Una mostra all’apparenza essenziale quella di Liam Gillick allestita nelle stanze della Galleria di Alfonso Artiaco: ogni elemento si colloca nello spazio con un’eleganza rigorosa e una sapienza costruttiva che non ha nulla da invidiare ai maestri del Minimalismo degli anni Settanta. Se distanza esiste fra gli artisti storici del Minimal Art e Gillick direi che si manifesta tutta nell’aggettivo “accattivante”.
Appunto accattivanti sono questi moduli/sculture nella commistione di un materiale freddo come il ferro e pannelli di plastica colorata, viene voglia di giocarci, di smontarli e di rimontarli. La dimensione ludica viene implementata e rafforzata dalle decostruzione dei parallelepipedi in quattro o cinque variabili differenti. Ma in questa mostra l’artista sposta questo gioco da un piano prettamente costruttivo e visivo a uno metalinguistico, accostando ogni singola scultura una frase iscritta sulla cornice della porta di ogni sala che le ospita. Il riferimento al gioco si addentra nei complessi territori del linguaggio, decisamente meno accattivante delle installazioni, ma sensibilmente aulico e raffinato seppure incapace di istaurare una profonda relazione con le sculture/oggetto.

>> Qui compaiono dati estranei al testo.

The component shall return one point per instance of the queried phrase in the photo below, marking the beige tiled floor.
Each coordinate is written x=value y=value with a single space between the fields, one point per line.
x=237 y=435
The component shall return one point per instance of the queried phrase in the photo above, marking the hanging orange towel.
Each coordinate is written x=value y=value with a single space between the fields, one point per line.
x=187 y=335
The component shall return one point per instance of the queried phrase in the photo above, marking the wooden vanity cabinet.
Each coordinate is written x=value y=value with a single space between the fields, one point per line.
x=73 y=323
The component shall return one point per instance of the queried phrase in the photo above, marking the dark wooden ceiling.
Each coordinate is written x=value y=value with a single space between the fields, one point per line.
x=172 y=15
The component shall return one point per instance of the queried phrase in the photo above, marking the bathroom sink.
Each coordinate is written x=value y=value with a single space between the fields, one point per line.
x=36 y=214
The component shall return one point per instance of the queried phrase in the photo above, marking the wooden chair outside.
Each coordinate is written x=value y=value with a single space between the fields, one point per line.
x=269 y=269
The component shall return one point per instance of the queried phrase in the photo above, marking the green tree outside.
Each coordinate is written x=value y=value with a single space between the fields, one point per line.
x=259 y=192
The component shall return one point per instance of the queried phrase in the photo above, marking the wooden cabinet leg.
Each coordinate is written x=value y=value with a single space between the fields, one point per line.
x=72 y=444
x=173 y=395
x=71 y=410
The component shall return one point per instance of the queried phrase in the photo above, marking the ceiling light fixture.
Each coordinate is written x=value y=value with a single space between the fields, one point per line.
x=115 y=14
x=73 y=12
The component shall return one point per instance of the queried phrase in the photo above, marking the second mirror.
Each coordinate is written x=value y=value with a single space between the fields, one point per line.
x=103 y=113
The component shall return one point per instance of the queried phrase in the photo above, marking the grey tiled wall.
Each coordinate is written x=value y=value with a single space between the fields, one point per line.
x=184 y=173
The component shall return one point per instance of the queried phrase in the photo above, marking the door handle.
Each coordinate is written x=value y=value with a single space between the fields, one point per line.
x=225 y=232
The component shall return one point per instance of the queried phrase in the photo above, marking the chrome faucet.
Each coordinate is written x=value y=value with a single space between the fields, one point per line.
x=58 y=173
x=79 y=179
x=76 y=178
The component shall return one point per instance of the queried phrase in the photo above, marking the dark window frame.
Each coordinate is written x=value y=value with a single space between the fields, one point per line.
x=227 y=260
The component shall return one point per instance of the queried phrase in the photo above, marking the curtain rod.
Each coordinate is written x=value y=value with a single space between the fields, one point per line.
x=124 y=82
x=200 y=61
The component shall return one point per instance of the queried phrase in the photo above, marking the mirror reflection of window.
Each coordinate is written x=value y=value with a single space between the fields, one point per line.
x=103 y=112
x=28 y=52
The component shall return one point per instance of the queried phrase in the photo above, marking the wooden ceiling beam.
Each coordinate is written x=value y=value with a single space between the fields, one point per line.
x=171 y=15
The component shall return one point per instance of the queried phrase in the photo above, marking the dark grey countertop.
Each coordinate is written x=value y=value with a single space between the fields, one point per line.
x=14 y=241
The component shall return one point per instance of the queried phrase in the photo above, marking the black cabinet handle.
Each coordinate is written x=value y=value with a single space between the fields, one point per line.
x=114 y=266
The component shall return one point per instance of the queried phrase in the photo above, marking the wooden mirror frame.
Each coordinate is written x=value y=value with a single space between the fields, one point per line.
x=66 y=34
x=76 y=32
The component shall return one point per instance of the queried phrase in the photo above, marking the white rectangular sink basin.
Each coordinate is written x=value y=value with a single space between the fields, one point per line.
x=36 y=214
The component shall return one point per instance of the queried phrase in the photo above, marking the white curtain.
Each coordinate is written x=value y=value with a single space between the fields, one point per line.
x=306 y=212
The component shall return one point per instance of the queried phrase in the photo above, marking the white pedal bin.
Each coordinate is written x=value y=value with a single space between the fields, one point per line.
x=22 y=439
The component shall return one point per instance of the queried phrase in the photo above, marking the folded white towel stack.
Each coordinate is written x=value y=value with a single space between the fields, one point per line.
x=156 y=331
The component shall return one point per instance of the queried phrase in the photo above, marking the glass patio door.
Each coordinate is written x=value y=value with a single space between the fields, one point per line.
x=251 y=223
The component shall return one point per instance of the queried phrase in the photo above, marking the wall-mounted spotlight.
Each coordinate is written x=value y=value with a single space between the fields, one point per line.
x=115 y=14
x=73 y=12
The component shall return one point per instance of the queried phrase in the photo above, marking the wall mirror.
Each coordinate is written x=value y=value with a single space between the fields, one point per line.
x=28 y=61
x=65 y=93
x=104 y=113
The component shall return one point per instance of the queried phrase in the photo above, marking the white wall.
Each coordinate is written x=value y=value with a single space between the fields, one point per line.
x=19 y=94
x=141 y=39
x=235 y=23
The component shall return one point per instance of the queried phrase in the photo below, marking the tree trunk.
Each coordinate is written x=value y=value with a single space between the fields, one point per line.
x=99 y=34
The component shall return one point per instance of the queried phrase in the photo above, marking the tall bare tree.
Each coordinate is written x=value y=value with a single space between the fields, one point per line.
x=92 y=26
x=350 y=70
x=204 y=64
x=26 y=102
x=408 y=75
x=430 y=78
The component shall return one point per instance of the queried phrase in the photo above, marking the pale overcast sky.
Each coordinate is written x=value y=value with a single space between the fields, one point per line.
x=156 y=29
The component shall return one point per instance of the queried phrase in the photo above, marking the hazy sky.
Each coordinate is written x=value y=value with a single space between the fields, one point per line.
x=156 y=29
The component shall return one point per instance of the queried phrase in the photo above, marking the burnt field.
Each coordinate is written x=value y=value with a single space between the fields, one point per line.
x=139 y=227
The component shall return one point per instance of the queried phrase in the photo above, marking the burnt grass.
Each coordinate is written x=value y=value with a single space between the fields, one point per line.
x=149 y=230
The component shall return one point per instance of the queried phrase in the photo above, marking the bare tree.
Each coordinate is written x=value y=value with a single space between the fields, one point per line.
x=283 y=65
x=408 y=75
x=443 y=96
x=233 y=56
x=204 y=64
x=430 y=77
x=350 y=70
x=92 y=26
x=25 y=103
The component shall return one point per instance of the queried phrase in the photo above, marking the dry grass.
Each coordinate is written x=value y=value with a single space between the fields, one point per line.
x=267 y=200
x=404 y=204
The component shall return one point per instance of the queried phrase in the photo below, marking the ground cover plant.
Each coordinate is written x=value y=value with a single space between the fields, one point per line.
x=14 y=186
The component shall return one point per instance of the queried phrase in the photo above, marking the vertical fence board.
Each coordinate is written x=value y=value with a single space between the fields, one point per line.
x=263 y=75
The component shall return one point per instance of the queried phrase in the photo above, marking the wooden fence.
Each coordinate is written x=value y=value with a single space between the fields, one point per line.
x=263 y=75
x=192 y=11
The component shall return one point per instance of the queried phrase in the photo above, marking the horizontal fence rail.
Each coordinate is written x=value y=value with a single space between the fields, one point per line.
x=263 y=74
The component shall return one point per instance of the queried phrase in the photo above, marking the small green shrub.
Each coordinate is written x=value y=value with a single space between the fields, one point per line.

Ci chiediamo, quindi, se questo è la declinazione che Gillick intende quando parla di pensiero collettivo, perché valutando e osservando le differenti componenti che strutturano la mostra sembra che questo messaggio resti bloccato nelle intenzioni dell’artista e non riesca ad arrivare al pubblico dei fruitori. Non ci vengono in soccorso neanche le parole dello stesso Gillick che nel comunicato stampa enuncia e ribadisce una serie di proposizioni che spaziano dalla filosofia della scienza, alla sociologia, alla antropologia, citando studiosi come Ludwik Fleck e Mary Douglas. Concetti che dovrebbero accompagnare la lettura dei lavori presentati a Napoli, ma che lascerebbero disorientato anche uno zelante studioso.
In appendice Artiaco propone due lavori di Joseph Beuys di una struggente e nostalgica raffinatezza che ci riportano davvero al centro della storia dell’arte.